It's a common experience for family members or groups of friends: One person's mood can bring the whole group's energy down … or up.
In 1962, the reality television show Candid Camera offered a remarkable glimpse into a psychological phenomenon that helps explain how emotions spread. They made it through a now famous comedy stunt called "Face the Rear."
It goes like this: we see an unsuspecting man walk into an elevator that has been secretly rigged with cameras. Two more people walk in after him. But weirdly, they turn towards the back wall of the elevator. The man looks confused, but continues facing the front, despite the two weirdos next to him. But when a third person comes in and faces the back wall, the poor guy can not take it anymore and turns to the back wall too.
Now the dance is on. The three newcomers now turn forward and the target of the prank whips around to join them. Candid Camera observes this phenomenon again and again. An unsuspecting victim would walk into that elevator and end up imitating whatever people around him were doing.
Now, the man's initial gradual turn to face the back wall with the others is something that psychologists refer to as conformity, when you slowly and consciously decide to follow the group.
But sometimes the victim in the prank begins with what people do so automatically that it goes by another name: contagion. Eventually, the man in the Candid Camera video started moving in perfect sync with the people around him so that it almost looked choreographed.
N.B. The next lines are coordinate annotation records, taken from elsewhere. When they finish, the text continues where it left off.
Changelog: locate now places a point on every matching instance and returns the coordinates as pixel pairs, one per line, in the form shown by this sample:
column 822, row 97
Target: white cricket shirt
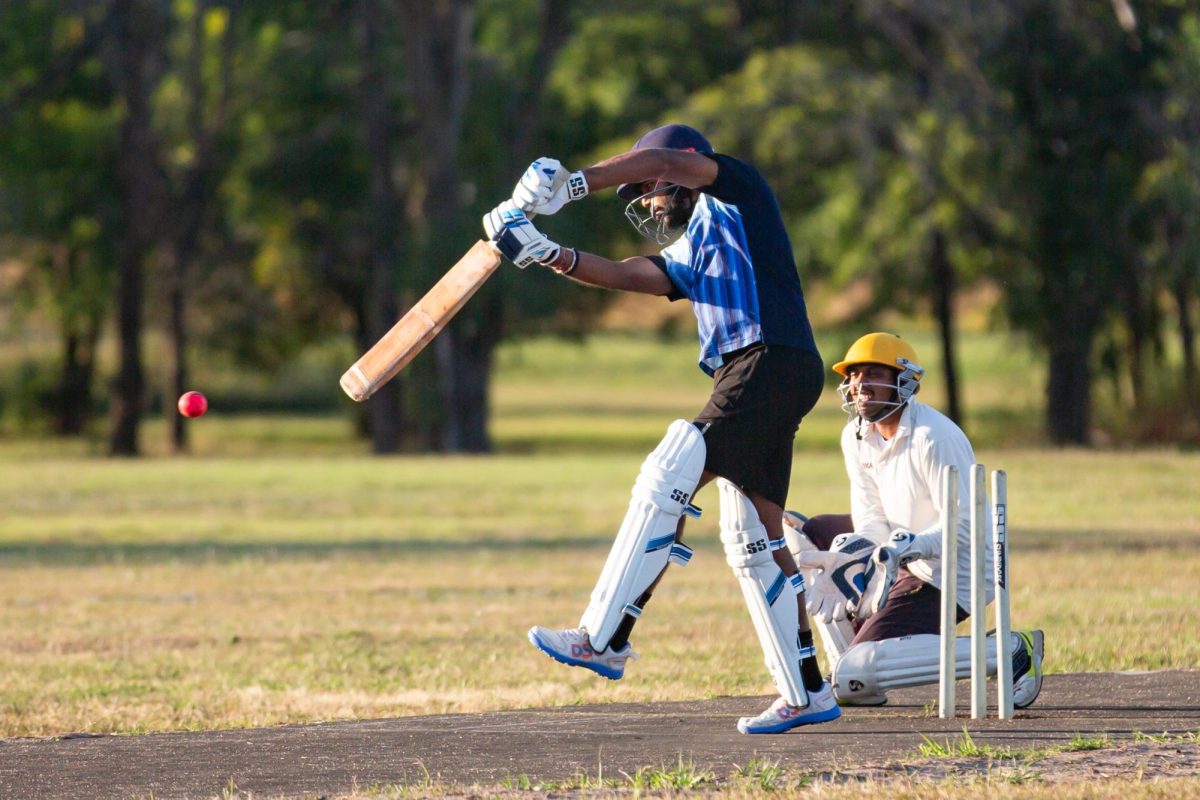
column 895, row 485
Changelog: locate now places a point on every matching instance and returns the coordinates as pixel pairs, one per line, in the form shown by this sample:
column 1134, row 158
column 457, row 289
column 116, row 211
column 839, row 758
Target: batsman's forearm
column 688, row 169
column 631, row 275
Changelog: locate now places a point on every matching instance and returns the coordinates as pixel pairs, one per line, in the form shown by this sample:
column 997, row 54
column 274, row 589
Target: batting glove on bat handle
column 516, row 238
column 546, row 186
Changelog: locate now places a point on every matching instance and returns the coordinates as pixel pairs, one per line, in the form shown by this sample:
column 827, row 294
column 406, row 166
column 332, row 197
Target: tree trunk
column 943, row 305
column 75, row 386
column 382, row 306
column 1068, row 388
column 1182, row 290
column 137, row 30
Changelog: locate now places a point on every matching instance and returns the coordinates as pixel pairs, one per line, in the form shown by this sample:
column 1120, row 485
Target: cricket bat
column 421, row 323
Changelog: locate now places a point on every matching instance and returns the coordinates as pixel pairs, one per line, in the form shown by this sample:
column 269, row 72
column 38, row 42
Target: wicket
column 948, row 672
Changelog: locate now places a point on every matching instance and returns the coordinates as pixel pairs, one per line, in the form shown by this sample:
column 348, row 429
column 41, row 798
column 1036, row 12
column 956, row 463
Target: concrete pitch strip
column 562, row 743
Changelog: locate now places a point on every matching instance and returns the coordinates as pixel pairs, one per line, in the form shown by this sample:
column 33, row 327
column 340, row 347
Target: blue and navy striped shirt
column 735, row 264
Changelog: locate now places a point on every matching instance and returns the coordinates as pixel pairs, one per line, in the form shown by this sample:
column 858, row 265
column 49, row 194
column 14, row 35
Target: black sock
column 625, row 626
column 810, row 671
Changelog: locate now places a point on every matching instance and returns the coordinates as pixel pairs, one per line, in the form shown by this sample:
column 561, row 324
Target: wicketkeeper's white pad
column 769, row 594
column 646, row 541
column 871, row 668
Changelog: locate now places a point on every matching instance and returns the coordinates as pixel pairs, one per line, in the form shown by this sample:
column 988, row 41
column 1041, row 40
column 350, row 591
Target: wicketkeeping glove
column 881, row 573
column 835, row 588
column 516, row 236
column 546, row 186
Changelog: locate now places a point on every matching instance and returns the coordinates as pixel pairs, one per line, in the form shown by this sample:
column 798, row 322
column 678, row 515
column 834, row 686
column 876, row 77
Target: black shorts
column 760, row 395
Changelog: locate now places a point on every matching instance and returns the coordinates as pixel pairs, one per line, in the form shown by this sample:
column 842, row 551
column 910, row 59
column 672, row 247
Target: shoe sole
column 600, row 669
column 808, row 719
column 1035, row 666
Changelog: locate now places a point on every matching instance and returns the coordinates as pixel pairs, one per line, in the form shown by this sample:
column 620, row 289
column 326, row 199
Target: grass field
column 281, row 575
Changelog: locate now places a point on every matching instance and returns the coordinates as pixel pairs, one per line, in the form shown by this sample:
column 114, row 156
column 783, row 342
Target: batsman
column 725, row 248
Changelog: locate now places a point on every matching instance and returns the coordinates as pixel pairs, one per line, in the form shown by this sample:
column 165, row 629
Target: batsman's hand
column 547, row 186
column 837, row 577
column 881, row 572
column 516, row 238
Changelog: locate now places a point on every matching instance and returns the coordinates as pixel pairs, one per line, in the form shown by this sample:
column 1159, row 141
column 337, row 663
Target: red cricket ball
column 192, row 404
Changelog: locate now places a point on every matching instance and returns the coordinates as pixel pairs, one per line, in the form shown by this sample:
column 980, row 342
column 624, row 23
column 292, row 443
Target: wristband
column 575, row 262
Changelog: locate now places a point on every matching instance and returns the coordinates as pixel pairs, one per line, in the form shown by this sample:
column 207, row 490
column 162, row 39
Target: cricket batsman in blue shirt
column 726, row 251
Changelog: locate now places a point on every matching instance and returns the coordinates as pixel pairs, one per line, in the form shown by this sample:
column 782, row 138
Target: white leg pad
column 871, row 668
column 835, row 635
column 769, row 594
column 645, row 545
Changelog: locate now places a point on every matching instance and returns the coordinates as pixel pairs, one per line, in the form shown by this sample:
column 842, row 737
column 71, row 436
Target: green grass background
column 282, row 575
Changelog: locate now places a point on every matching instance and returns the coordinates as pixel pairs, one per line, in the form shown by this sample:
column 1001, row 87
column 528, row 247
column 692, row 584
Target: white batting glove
column 881, row 573
column 516, row 238
column 547, row 186
column 837, row 582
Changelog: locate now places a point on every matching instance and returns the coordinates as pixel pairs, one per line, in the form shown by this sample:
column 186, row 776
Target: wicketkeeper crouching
column 731, row 257
column 873, row 576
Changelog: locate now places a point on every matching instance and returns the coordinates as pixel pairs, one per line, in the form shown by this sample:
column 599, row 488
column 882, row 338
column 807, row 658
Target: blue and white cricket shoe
column 571, row 647
column 784, row 716
column 1027, row 668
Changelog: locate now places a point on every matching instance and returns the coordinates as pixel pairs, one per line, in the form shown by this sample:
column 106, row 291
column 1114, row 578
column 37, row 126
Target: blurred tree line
column 252, row 176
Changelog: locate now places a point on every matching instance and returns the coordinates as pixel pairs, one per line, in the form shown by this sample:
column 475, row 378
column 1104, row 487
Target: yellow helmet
column 888, row 350
column 879, row 348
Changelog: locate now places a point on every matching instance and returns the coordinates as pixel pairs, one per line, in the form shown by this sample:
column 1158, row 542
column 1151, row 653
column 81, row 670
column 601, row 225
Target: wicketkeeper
column 874, row 573
column 732, row 258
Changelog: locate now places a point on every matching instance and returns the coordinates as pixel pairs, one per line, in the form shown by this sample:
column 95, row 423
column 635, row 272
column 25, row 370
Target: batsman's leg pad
column 871, row 668
column 646, row 541
column 769, row 594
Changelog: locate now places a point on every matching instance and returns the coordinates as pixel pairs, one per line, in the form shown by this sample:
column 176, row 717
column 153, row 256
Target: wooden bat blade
column 421, row 323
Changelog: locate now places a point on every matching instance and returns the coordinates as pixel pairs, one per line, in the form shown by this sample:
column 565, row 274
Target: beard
column 679, row 208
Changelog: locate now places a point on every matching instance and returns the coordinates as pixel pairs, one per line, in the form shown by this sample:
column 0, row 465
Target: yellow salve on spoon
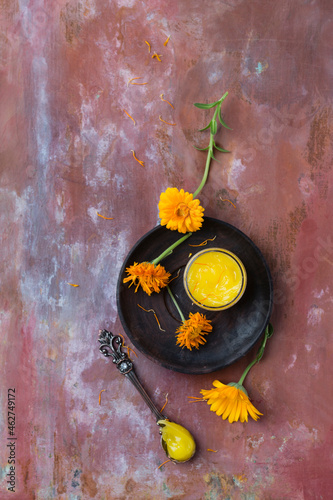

"When we watch other people, for some reason, we're wired up to get in sync with them on so many things that kind of boggles your mind … And they calculate that it's so fast that you couldn ' "Elaine Hatfield, a psychological researcher from the University of Hawaii, said," It's a good idea to do it. " She and her husband, Dick Rapson, have spent a good part of their careers looking at this phenomenon.
Some of the ways we sync with the people around us are more obvious – how we imitate people's postures and speaking patterns. But others are quiet. Like, how if you're talking to a friend, over time you may begin to blink in time with one another. Or if you watch someone stutter, the tiny muscles on your mouth can start to twitch. And when you're sitting around a conference table in a meeting? People often begin to imitate each other's breathing patterns as well, with everyone breathing as one.
"It's so wired in, and in the primitive parts of the brain, that animals do it, even little birds imitate one another, it just happens to be breathing," says Hatfield.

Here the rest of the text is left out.